For corpus luteal cyst rupture, if patient is hemodynamically stable, clear cut diagnosis on ultrasound is made and haemoglobin levels over 4-6 hrs of monitoring is not much declining, conservative approach can be followed, using intravenous fluid, tranexamic acid and blood and blood products transfusion.16 In patients presenting with haemodynamic instability, emergency laparoscopy/ laparotomy with cystectomy should be done. In our set up laparoscopy is not available in emergency hours. So, we were only left with choice of exploratory laparotomy. Out of 3 cases two had features of shock at the time of admission and the other case of unmarried girl was initially hemodynamically stable but she showed features of shock after 24 hours of conservative management. In patients with recurrent corpus luteal cyst, oral contraceptive pills are used for management.17
Conclusion
Corpus luteal cyst rupture is a rare and life threatening complication.2 In women with Dengue fever, associated thrombocytopenia further increases the chances of spontaneous hemoperitoneum in luteal phase of menstrual cycle.6 Diagnosis may be difficult due to multiple conditions mimicking its presentation like acute appendicitis, rupture ectopic pregnancy, acute urinary tract infection etc.
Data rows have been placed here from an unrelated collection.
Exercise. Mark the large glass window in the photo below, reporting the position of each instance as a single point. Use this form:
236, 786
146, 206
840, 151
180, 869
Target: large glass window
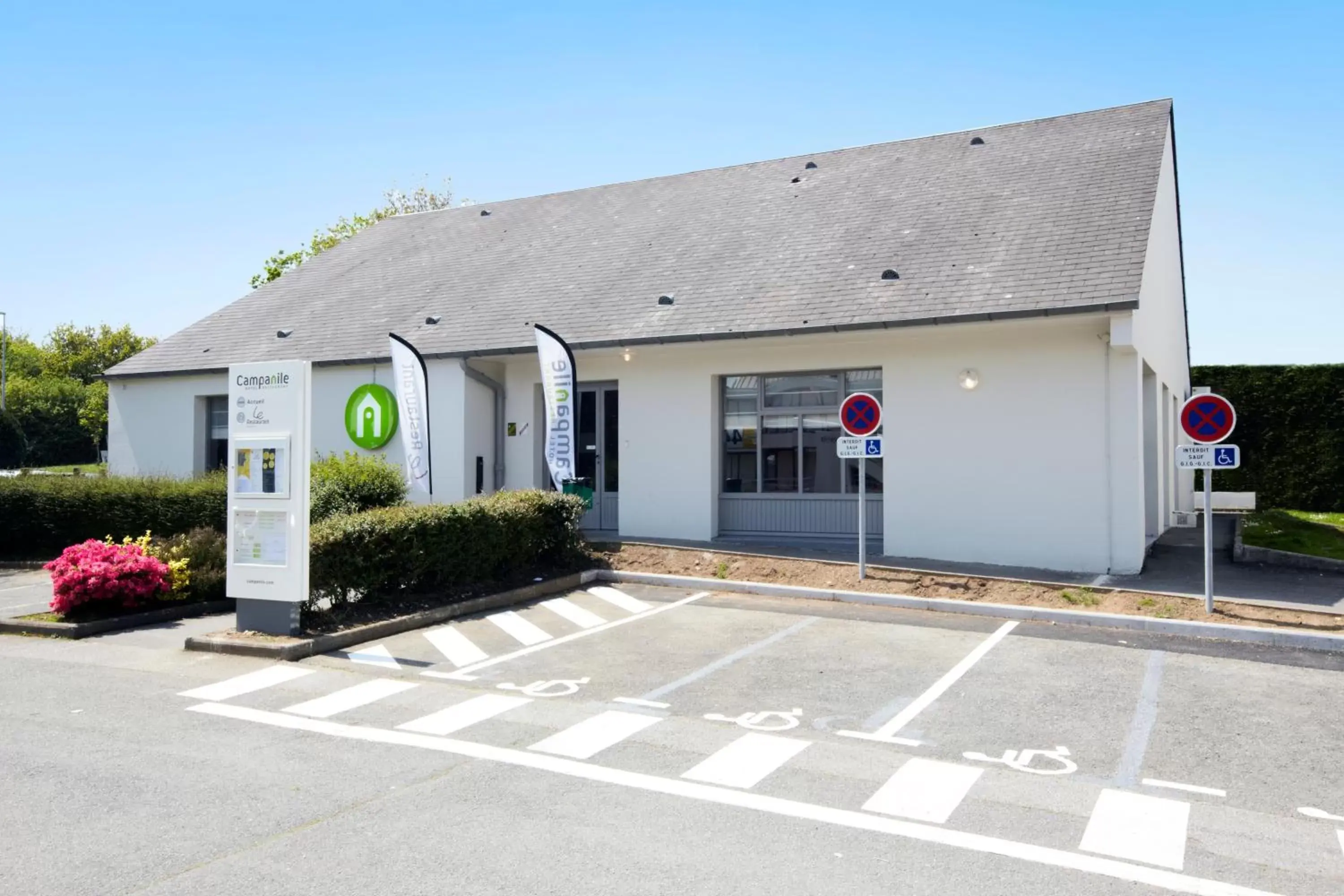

Prompt diagnosis (specially using ultrasound), negative urine pregnancy test, other blood biochemical investigations and eventually surgical management are mainstay of treatment.
Literature suggests that conservative approach has also been tried to manage haemorrhagic complications but hemodynamic instability in our cases required immediate surgical management along with blood and blood products transfusion. All cases had uneventful post operative course and follow up periods.